Deze maand

Mohana van den Kroonenberg

Afgelopen jaar, midden in al dat coronagebeuren, kreeg ik van een internationaal bedrijf, dat om bepaalde redenen de hoofdvestiging naar Nederland heeft verplaatst, de opdracht een rat te boetseren. Het moest een grote rat worden, zo’n honderdtachtig centimeter lang en hij zou, in brons gegoten, geplaatst worden op een hardstenen sokkel die de ontvangsthal zou sieren en de bezoekers zou verwelkomen. De rat moest rechtop staan, met ontblote tanden. De staart zou langs de sokkel afhangen. Verder was ik vrij. Ik vond het een prachtopdracht. Ik zou er een intelligent beest van maken.

De uitgebreide rondleiding door het hoofdkantoor die mij, na tekenen van het contract, als beloning werd aangeboden, was virtueel. Ik zat in mijn huispak achter mijn laptop en mijn opdrachtgevers liepen op nette schoenen energiek door het pand. Trots werd me elke ruimte getoond. Niets werd overgeslagen. Joviaal werd ook de deur van de herentoiletten opengegooid. Alles blonk en glom, een sprookje was er flets bij. Gelokt door al die frisheid liep ik naar binnen. Het was dan wel het herentoilet, maar het was er vanwege al dat thuiswerken volledig uitgestorven. Ik sloot de deur achter me, mijn opdrachtgevers zouden in de hal wel even wachten. Leuk om weer eens ergens anders te zijn, na bijna een jaar thuiszitten.
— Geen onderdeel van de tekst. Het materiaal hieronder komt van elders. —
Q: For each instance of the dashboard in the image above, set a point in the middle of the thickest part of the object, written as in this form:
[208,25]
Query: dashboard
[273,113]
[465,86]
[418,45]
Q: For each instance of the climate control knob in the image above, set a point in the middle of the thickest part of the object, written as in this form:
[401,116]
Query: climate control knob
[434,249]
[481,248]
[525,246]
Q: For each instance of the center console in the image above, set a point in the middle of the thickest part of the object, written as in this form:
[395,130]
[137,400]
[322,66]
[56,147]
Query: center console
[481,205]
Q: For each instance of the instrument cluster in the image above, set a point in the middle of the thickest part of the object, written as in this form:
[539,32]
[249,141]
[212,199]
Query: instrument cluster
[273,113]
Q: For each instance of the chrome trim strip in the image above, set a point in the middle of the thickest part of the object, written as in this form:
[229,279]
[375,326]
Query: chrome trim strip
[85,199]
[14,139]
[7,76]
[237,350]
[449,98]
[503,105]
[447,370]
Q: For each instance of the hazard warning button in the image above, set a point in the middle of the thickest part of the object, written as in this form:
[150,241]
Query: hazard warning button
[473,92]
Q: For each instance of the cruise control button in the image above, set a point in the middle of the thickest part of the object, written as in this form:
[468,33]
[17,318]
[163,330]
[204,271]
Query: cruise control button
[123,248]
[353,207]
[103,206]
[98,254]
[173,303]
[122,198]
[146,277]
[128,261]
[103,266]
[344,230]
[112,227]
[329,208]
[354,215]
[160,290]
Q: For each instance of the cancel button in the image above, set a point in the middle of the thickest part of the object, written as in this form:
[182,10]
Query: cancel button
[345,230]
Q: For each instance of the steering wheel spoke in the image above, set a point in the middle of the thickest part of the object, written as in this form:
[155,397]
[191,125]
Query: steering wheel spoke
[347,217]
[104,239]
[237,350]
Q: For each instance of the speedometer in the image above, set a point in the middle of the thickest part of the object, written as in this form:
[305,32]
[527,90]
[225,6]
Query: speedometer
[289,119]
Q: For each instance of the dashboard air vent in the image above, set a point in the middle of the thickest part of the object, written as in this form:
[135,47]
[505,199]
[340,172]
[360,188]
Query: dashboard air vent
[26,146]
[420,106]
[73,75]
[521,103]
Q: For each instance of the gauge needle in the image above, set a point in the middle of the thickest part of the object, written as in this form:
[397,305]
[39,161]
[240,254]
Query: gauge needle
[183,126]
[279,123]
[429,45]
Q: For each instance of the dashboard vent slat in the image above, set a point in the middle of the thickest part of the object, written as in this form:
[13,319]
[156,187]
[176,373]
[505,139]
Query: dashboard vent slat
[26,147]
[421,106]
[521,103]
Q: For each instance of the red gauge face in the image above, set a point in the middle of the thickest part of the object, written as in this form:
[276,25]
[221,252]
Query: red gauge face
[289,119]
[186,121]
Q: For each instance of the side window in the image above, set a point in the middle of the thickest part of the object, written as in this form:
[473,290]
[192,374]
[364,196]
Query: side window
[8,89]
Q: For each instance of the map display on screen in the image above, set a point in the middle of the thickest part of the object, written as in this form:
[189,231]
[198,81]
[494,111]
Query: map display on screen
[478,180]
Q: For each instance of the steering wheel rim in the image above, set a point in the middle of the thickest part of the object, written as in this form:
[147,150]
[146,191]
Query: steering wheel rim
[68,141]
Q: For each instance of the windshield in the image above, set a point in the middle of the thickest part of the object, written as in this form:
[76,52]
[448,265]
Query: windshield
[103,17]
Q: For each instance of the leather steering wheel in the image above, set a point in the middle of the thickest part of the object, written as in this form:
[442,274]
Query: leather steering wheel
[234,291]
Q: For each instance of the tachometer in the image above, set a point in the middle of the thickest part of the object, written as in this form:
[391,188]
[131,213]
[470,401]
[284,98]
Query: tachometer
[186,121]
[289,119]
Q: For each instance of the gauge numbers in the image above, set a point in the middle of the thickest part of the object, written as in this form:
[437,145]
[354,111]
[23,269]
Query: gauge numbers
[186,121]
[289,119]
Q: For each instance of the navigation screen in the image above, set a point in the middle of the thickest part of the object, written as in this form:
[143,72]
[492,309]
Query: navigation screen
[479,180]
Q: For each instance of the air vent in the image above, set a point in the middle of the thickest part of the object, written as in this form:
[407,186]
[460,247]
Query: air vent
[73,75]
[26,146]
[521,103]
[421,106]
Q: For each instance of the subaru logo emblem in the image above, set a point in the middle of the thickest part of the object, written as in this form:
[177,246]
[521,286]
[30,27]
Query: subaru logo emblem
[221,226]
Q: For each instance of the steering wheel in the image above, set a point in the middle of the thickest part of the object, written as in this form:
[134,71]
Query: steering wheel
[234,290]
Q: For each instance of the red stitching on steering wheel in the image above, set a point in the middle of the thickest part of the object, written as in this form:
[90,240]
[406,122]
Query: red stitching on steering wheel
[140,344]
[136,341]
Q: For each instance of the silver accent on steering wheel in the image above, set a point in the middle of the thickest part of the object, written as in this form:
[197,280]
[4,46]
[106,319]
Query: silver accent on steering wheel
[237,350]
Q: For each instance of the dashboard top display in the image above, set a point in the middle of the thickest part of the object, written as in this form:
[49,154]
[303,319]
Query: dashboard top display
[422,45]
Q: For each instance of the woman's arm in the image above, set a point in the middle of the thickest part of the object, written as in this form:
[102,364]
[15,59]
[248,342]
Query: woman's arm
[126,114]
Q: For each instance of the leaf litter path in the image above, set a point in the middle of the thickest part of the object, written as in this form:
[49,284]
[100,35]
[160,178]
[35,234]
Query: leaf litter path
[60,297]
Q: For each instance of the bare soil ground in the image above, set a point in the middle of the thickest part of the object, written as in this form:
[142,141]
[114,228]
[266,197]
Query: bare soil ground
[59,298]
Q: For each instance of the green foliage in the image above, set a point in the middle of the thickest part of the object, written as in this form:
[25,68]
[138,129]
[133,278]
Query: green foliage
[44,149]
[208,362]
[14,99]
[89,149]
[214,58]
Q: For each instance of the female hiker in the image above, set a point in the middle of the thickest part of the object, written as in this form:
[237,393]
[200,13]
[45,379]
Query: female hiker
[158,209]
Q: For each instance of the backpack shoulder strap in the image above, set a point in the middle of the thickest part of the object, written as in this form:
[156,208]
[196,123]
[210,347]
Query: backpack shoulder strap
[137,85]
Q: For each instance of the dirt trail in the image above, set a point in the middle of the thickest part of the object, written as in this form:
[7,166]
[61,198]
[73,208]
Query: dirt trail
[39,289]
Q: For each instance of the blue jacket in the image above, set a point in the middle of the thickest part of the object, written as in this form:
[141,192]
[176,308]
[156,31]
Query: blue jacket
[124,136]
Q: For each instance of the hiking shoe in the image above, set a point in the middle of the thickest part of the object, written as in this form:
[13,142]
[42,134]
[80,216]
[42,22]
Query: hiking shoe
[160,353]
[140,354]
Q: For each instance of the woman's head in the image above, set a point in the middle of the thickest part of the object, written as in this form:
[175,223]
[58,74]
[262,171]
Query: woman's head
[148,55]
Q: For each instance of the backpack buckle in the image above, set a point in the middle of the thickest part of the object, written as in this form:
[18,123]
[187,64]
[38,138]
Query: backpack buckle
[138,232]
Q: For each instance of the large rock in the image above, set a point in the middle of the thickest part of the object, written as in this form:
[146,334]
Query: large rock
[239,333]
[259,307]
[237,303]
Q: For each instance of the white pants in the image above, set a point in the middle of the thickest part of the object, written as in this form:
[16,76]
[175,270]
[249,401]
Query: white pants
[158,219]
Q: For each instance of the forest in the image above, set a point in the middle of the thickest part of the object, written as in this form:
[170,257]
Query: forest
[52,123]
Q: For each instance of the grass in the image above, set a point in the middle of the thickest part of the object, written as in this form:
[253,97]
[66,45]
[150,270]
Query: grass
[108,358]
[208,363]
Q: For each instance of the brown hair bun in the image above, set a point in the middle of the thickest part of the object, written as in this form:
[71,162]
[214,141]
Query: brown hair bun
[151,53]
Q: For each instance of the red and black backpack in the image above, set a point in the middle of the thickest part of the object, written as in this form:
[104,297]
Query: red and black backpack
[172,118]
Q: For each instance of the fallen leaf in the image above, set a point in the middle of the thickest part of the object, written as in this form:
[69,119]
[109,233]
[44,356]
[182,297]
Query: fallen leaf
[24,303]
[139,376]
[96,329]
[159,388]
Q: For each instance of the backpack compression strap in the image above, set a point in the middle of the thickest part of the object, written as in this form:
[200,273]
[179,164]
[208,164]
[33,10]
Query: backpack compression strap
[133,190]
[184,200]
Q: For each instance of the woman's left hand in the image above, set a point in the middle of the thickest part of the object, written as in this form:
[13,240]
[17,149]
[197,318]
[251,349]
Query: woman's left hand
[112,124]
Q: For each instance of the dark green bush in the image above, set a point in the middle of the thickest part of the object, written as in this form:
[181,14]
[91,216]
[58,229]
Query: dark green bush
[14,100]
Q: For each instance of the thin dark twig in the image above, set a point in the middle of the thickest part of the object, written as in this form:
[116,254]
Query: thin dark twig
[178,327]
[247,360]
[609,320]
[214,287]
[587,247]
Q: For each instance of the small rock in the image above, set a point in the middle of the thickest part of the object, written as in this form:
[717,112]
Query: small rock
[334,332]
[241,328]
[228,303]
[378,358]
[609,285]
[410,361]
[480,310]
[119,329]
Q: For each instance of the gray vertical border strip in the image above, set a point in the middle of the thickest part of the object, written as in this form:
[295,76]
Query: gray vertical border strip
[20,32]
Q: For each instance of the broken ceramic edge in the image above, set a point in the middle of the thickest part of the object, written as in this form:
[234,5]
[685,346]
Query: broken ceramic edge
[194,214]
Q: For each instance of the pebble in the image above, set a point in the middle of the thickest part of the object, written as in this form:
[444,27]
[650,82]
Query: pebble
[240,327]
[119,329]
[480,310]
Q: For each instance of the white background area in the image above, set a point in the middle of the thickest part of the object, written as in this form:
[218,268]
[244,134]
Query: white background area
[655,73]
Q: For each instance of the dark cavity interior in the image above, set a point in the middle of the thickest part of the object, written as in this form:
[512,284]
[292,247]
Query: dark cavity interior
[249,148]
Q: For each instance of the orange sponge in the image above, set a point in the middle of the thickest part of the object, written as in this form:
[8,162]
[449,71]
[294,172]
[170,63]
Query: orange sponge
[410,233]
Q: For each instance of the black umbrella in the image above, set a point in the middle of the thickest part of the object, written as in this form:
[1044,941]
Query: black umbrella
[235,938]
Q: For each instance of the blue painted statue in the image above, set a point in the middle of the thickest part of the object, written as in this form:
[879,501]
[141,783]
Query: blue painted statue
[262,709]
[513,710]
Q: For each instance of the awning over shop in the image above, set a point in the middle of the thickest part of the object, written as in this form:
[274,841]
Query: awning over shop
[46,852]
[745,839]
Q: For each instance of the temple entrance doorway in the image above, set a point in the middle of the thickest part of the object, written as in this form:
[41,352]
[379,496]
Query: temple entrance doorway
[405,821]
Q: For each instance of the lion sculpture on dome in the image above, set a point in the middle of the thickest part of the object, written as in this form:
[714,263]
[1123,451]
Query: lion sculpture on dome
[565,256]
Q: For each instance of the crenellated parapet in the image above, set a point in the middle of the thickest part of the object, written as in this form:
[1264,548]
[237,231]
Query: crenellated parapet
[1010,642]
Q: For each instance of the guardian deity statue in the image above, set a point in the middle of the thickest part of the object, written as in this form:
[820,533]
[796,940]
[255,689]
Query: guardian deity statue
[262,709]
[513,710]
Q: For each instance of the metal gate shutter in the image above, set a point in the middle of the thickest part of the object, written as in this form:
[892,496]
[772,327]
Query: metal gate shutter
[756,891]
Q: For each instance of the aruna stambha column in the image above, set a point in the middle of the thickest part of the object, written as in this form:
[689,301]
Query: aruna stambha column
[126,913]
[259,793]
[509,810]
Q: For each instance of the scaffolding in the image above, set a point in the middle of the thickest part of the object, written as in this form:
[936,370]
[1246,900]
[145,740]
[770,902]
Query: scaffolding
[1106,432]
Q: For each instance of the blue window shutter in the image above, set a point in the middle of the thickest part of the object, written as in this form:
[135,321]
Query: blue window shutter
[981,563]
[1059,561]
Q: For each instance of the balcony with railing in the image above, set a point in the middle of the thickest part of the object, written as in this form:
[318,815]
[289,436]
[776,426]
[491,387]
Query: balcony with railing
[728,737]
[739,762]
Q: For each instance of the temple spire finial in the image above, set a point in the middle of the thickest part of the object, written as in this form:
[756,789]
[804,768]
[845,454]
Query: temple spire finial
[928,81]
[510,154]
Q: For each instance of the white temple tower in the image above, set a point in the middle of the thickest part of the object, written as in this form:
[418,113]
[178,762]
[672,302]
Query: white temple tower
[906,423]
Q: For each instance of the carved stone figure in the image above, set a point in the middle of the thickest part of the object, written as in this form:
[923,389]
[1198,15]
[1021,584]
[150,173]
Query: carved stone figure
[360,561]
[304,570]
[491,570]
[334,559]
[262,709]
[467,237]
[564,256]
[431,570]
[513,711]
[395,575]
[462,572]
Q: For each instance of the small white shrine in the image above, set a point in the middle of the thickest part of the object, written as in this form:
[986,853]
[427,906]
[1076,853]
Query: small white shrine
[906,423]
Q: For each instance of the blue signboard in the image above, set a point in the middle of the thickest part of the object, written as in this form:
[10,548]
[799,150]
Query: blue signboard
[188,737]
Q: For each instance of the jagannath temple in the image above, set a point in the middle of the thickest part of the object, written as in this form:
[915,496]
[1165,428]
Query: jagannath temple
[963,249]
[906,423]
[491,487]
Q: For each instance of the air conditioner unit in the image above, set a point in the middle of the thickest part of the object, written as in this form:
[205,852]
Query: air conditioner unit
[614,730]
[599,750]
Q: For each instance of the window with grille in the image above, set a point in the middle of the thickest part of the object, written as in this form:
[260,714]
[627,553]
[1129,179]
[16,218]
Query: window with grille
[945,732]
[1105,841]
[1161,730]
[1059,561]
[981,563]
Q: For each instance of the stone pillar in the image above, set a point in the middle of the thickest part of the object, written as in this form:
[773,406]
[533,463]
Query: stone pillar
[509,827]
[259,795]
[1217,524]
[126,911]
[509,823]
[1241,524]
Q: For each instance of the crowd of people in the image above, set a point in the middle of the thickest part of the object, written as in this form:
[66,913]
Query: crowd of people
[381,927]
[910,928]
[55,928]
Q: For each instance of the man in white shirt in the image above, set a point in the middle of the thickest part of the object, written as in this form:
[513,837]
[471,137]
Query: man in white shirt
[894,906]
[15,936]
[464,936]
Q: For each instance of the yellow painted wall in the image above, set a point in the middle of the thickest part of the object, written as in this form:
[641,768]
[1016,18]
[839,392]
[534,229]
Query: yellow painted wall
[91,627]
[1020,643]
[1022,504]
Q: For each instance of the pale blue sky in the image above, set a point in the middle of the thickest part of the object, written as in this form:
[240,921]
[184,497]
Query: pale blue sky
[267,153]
Ik stond in de spiegel mijn haar te fatsoeneren toen ik gespetter hoorde. Verbaasd draaide ik me om en opende een deur. In een gouden toiletpot streed een dier al watertrappelend met de dood. Twee zwarte kraaloogjes keken me angstig aan. Ik had kunnen gillen, maar in plaats daarvan graaide ik met beide handen in de pot, viste het beestje eruit en bracht het tot vlak voor mijn gezicht. Een rat is geen kikker, hij herbergt eerder de builenpest dan een prins, toch had ik de aanvechting mijn lippen op die gele tandjes te drukken. Voorzichtig schudde ik hem uit. Toen ik hem droogde onder de handdroger werd er vanuit de hal vriendelijk op de deur geklopt.

‘Klein ogenblikje nog,’ riep ik. Ik liep naar de wasbakken en zette hem neer op het blad. Mijn huispak had een grote buidel, daar paste makkelijk een rioolrat in. Rustig begon ik hem leeg te halen. Snoeppapiertjes, losse euro’s, zakdoekjes, aspirines, maandverband, drie mondkapjes en een halve Sultana met rozijnen. Ik gooide alles in de wasbak, behalve de Sultana, die hield ik hem voor. Ik bukte, hij richtte zich op, zijn kale staart gleed de wasbak in. We stonden oog in oog. Voorzichtig nam hij de Sultana met beide pootjes aan, beleefd bijna. Het waren trouwens handjes, mooie roze handjes met gave slanke vingertjes, nageltjes, knokkeltjes.